Belinda ona böyle saçma sapan şeyler söylemeyi kesmesini söyler gibi seğirdi.
“Ha… Lütfen bir daha böyle bir şey yapma… Ne diye o pis, kokuşmuş canavarın ağzına daldınız ki…”
“Pekala, pekala. Her neyse, artık her şey bitti, bu yüzden rahatlayabilirsiniz. Döndüğümüzde seni hemen tedavi ettireceğiz. Sanırım mana geri tepmesi iç organlarını fena halde harap etmiş. Neyse ki organların yırtılmamış.”
Belinda bir süredir dinleniyor olmasına rağmen hâlâ vücudunu doğru düzgün hareket ettiremiyordu.
Güçlü darbeden kurtulmuş olmasına rağmen, iç organları tamamen harap olmuştu.
İksirler ve şifalı bitkiler bozulan mana akışını düzeltmede pek etkili değildi. Şu anda onun için en iyi şey, durumu stabil hale gelene kadar dinlenmekti.

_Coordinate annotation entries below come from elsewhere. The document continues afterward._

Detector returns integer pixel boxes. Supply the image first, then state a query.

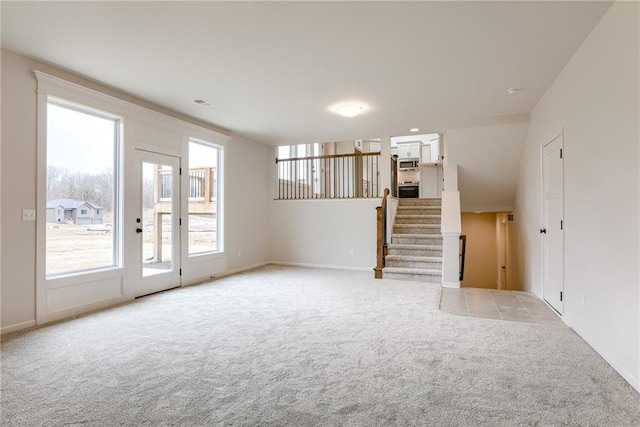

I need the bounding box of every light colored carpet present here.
[1,266,640,426]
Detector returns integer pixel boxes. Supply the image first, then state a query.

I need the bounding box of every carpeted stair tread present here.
[382,267,442,276]
[386,255,442,262]
[387,244,442,250]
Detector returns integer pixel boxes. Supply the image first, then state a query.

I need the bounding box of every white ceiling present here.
[2,1,611,145]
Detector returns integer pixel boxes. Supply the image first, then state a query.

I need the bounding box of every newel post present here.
[373,188,389,279]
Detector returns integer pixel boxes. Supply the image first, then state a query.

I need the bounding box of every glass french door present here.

“Hımm… İyi sıyrıldım, hepsi bu… Sadece beni hazırlıksız yakaladı… Normal şartlar altında vurulmazdım…” Yatalak olmasına rağmen Belinda’nın gururu kırılmamıştı. Ghislain kıkırdayarak onu bir battaniyeye sardı.
Belinda’yı malikânede bırakmış olsaydı yolu kesmek daha zor olacaktı.
Şimdi geriye dönüp baktığında, Belinda’nın onlarla birlikte olmasına gerçekten seviniyordu.
“Pekâlâ. Şimdi iyice dinlenin. Yakında geri döneceğiz, o yüzden biraz daha uyuyun.”
Ghislain’in sözleri üzerine Belinda gözlerini kapadı ve usulca mırıldandı.
“Sadece kurutulmuş etleri yeme… Baharat al… Biraz çorba yap…”
“Ben hallederim, ben hallederim. Endişelenme ve sadece dinlen.”
Ghislain onu rahatlatırken, Belinda uykuya dalmadan önce hafifçe gülümsedi.
Onun uyuduğundan emin olduktan sonra Ghislain paralı askerlerle konuştu.
“Pekâlâ o zaman, para basmaya başlayalım.”